What makes Raiders of the North Sea so good is a unique two-part worker placement system. On each turn, players will pick up a worker from one location, and place it in another, which will effectively activate both locations. This makes for a much more interesting game than a worker placement game where spaces are simply blocked – a blocked space is an opportunity now! But it does create a new challenge of finding the best two-action combination you can do with the spaces that are open and full.
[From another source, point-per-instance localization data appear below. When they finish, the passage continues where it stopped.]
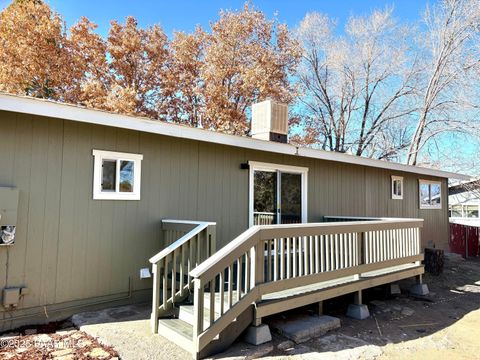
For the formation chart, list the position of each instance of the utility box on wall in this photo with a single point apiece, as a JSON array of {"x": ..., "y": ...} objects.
[{"x": 8, "y": 214}]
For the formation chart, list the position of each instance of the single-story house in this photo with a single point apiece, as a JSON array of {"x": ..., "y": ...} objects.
[{"x": 92, "y": 202}]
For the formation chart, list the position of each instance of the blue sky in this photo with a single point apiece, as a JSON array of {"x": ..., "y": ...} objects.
[{"x": 185, "y": 15}]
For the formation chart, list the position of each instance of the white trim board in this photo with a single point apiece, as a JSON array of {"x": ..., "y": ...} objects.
[
  {"x": 40, "y": 107},
  {"x": 279, "y": 168}
]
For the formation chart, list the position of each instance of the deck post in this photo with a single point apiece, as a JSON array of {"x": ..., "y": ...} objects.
[
  {"x": 357, "y": 300},
  {"x": 320, "y": 307},
  {"x": 156, "y": 299},
  {"x": 357, "y": 310}
]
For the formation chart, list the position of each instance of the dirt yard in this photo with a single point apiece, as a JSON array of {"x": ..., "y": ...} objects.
[{"x": 444, "y": 325}]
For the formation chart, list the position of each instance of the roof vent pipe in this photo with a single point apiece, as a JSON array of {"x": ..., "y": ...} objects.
[{"x": 270, "y": 121}]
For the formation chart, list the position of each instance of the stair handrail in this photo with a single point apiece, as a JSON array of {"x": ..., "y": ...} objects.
[
  {"x": 192, "y": 248},
  {"x": 249, "y": 249}
]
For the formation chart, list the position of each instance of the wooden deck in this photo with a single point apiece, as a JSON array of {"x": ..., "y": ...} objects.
[{"x": 271, "y": 269}]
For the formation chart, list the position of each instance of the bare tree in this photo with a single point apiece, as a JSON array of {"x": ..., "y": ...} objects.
[
  {"x": 356, "y": 88},
  {"x": 448, "y": 73}
]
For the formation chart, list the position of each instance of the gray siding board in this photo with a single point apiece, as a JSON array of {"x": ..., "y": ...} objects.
[{"x": 70, "y": 247}]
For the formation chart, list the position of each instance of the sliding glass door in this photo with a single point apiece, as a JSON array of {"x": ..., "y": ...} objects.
[{"x": 278, "y": 194}]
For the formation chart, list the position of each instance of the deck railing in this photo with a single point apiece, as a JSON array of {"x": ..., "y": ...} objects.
[
  {"x": 270, "y": 258},
  {"x": 195, "y": 242}
]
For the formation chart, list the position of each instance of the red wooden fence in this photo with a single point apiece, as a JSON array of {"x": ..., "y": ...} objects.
[{"x": 464, "y": 238}]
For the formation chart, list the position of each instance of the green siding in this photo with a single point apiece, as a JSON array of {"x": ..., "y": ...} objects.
[{"x": 70, "y": 247}]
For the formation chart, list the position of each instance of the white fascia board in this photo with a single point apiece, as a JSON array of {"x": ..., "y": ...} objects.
[{"x": 40, "y": 107}]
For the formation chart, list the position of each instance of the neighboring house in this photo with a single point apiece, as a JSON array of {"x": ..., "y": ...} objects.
[
  {"x": 91, "y": 196},
  {"x": 464, "y": 200}
]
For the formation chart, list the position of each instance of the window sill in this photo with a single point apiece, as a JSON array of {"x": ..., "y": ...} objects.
[{"x": 116, "y": 197}]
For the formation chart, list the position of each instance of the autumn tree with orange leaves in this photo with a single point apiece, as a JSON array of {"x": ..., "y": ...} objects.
[
  {"x": 33, "y": 50},
  {"x": 247, "y": 58},
  {"x": 203, "y": 79}
]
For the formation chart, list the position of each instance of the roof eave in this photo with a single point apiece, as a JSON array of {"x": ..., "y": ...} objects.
[{"x": 40, "y": 107}]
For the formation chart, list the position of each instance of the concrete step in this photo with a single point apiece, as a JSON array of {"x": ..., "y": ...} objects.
[
  {"x": 177, "y": 331},
  {"x": 185, "y": 313}
]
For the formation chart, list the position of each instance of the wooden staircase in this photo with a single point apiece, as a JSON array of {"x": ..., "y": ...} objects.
[
  {"x": 178, "y": 328},
  {"x": 269, "y": 269}
]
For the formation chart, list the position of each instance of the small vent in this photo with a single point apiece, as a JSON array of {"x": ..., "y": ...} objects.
[{"x": 270, "y": 121}]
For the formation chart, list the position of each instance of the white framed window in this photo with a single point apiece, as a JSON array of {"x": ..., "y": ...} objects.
[
  {"x": 277, "y": 194},
  {"x": 397, "y": 187},
  {"x": 430, "y": 194},
  {"x": 116, "y": 176}
]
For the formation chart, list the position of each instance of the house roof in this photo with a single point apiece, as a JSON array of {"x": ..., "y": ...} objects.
[{"x": 41, "y": 107}]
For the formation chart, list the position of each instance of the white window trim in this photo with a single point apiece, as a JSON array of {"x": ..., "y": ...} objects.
[
  {"x": 99, "y": 156},
  {"x": 397, "y": 178},
  {"x": 430, "y": 182},
  {"x": 261, "y": 166}
]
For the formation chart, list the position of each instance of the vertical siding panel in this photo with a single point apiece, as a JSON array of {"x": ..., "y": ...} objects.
[
  {"x": 105, "y": 237},
  {"x": 67, "y": 213},
  {"x": 7, "y": 149},
  {"x": 82, "y": 188},
  {"x": 36, "y": 213},
  {"x": 119, "y": 252},
  {"x": 93, "y": 231},
  {"x": 52, "y": 210}
]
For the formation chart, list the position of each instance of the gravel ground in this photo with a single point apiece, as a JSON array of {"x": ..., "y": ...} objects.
[{"x": 68, "y": 344}]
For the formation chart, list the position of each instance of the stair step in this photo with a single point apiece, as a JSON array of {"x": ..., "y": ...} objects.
[{"x": 177, "y": 331}]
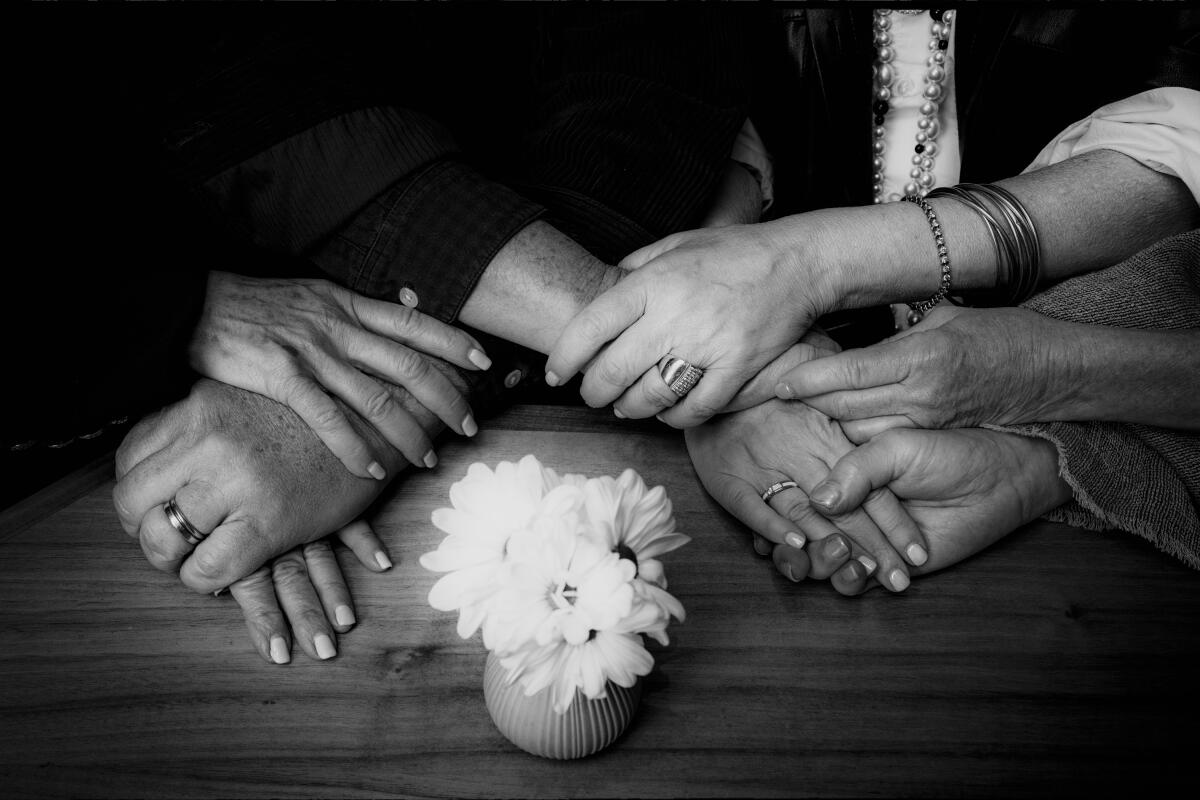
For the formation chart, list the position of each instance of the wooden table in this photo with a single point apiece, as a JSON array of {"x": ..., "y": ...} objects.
[{"x": 1057, "y": 662}]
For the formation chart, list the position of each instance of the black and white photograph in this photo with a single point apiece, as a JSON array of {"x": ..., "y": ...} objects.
[{"x": 601, "y": 400}]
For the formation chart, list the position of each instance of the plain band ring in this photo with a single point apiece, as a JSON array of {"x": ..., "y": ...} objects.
[
  {"x": 180, "y": 523},
  {"x": 679, "y": 376},
  {"x": 775, "y": 488}
]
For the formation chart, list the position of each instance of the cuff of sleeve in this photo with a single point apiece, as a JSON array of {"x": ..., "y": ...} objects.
[{"x": 427, "y": 239}]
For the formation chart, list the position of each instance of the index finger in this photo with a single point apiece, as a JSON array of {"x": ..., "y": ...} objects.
[
  {"x": 420, "y": 331},
  {"x": 861, "y": 368},
  {"x": 601, "y": 322}
]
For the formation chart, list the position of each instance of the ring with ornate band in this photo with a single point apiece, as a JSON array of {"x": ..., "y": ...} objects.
[
  {"x": 775, "y": 488},
  {"x": 679, "y": 376},
  {"x": 180, "y": 523}
]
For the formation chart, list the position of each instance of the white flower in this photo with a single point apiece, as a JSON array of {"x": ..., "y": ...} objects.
[
  {"x": 559, "y": 572},
  {"x": 489, "y": 507}
]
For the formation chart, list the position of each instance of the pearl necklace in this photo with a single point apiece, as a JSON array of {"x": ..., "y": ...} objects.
[{"x": 928, "y": 127}]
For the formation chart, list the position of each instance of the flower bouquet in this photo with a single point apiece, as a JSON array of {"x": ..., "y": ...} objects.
[{"x": 561, "y": 573}]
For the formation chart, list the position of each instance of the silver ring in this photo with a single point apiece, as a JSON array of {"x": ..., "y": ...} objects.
[
  {"x": 775, "y": 488},
  {"x": 679, "y": 376},
  {"x": 180, "y": 523}
]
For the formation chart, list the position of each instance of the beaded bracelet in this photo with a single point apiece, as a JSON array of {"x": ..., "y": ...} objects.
[
  {"x": 918, "y": 310},
  {"x": 1015, "y": 241}
]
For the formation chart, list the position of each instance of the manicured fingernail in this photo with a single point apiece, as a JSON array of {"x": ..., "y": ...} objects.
[
  {"x": 324, "y": 647},
  {"x": 280, "y": 654},
  {"x": 837, "y": 547},
  {"x": 479, "y": 359},
  {"x": 826, "y": 494}
]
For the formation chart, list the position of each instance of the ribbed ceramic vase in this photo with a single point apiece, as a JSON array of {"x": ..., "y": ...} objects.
[{"x": 532, "y": 725}]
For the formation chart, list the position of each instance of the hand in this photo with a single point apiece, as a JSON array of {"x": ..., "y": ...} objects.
[
  {"x": 294, "y": 341},
  {"x": 726, "y": 300},
  {"x": 959, "y": 367},
  {"x": 965, "y": 489},
  {"x": 241, "y": 468},
  {"x": 738, "y": 456},
  {"x": 760, "y": 389},
  {"x": 304, "y": 593}
]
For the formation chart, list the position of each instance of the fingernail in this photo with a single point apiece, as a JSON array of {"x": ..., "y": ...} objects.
[
  {"x": 837, "y": 547},
  {"x": 826, "y": 494},
  {"x": 324, "y": 647},
  {"x": 280, "y": 654},
  {"x": 479, "y": 359}
]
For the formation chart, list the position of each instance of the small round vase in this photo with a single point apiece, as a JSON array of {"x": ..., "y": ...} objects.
[{"x": 532, "y": 723}]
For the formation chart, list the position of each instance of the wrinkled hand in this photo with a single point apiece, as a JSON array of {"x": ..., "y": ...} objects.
[
  {"x": 241, "y": 468},
  {"x": 726, "y": 300},
  {"x": 959, "y": 367},
  {"x": 965, "y": 489},
  {"x": 738, "y": 456},
  {"x": 304, "y": 593},
  {"x": 305, "y": 342}
]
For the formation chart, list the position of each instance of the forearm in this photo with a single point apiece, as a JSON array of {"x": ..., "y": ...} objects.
[
  {"x": 534, "y": 286},
  {"x": 1090, "y": 212},
  {"x": 1116, "y": 374}
]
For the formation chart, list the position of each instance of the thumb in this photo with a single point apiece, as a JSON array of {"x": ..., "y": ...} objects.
[{"x": 869, "y": 467}]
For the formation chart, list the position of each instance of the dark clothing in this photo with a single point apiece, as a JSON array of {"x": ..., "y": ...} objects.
[
  {"x": 1023, "y": 73},
  {"x": 396, "y": 149}
]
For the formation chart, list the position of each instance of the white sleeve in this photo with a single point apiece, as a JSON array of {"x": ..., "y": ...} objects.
[
  {"x": 750, "y": 152},
  {"x": 1159, "y": 127}
]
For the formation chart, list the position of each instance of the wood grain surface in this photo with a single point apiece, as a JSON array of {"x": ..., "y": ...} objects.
[{"x": 1060, "y": 662}]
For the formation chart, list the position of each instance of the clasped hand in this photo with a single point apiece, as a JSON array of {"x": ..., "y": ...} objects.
[
  {"x": 959, "y": 367},
  {"x": 725, "y": 300},
  {"x": 305, "y": 342}
]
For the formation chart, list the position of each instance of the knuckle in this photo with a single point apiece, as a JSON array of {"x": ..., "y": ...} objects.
[
  {"x": 609, "y": 372},
  {"x": 327, "y": 417},
  {"x": 378, "y": 404},
  {"x": 702, "y": 409},
  {"x": 409, "y": 364},
  {"x": 208, "y": 567}
]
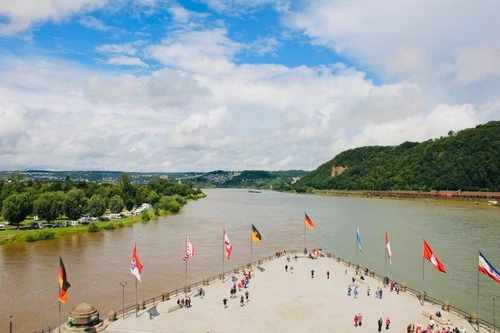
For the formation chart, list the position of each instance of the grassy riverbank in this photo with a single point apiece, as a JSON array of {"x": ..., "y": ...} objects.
[
  {"x": 14, "y": 235},
  {"x": 437, "y": 199}
]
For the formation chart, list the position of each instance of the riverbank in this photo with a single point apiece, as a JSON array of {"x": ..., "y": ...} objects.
[
  {"x": 29, "y": 235},
  {"x": 284, "y": 296},
  {"x": 446, "y": 197}
]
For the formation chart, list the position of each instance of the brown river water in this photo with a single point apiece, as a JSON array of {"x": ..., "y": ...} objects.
[{"x": 97, "y": 263}]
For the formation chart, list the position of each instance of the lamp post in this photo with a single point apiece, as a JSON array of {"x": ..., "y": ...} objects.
[
  {"x": 494, "y": 297},
  {"x": 123, "y": 284}
]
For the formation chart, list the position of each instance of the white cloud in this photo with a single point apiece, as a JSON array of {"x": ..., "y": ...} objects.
[
  {"x": 477, "y": 62},
  {"x": 206, "y": 51},
  {"x": 433, "y": 44},
  {"x": 126, "y": 61},
  {"x": 23, "y": 14},
  {"x": 91, "y": 22}
]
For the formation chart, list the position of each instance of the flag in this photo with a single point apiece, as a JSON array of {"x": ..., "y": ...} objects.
[
  {"x": 429, "y": 255},
  {"x": 63, "y": 283},
  {"x": 189, "y": 249},
  {"x": 310, "y": 224},
  {"x": 487, "y": 269},
  {"x": 388, "y": 247},
  {"x": 256, "y": 237},
  {"x": 358, "y": 238},
  {"x": 227, "y": 246},
  {"x": 135, "y": 265}
]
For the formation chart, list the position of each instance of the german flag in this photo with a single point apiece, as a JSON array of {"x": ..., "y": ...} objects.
[
  {"x": 310, "y": 224},
  {"x": 256, "y": 237},
  {"x": 63, "y": 282}
]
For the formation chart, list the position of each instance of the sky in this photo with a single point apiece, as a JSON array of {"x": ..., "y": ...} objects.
[{"x": 203, "y": 85}]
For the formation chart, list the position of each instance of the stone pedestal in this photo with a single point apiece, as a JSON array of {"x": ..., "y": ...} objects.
[
  {"x": 111, "y": 315},
  {"x": 84, "y": 318}
]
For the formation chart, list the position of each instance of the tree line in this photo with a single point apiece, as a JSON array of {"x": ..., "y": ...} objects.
[
  {"x": 21, "y": 197},
  {"x": 467, "y": 160}
]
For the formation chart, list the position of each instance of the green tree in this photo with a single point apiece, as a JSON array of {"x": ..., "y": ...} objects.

Raiders of the North Sea is the game that put Garphill Games on the map, and honestly it’s still one of their best ones. It’s a straightforward design with a simple twist that adds a ton of depth to the game, and yet is still familiar enough that a game teach is done in less than five minutes and a table that knows what they’re doing can be done in less than an hour. Raiders will be in my collection for a long time.

69. Smartphone Inc (2018)

“Success is measured in money as you build your global smartphone empire.”

Link: https://boardgamegeek.com/boardgame/246684/smartphone-inc
Playing Time: 60 Minutes
Weight: Lower End of Midweight
Genre: Territorial Control
Designer: Ivan Lashin
Players: 3-5

Smartphone looks like a meaty game but it’s really not. It’s a complex-looking Eurogame that you can teach in 15 minutes and play in an hour. It’s got quick turns, a slick modern presentation, and a lot of interesting decisions that leads into an easily understood territorial control game.

Image from boardgamegeek.com

The cornerstone of the game experience is the action selection system, where players take two game pads, shown above, and overlays them over each other. The icons left showing are the resources that you have to play with this turn. In the above example, the player has two logistic actions (the blue trucks), one research (purple gear) and increased stock of two (the black crates – which also come with a price cut – this player is trying to make cheap phones in bulk!).

Along the way, players will research additional cardboard chits they can place over their pad (the red and purple duo in the picture) allowing them to get more and more satisfying resource yields each turn. It’s an simple puzzle that breaks your brains in new and interesting ways.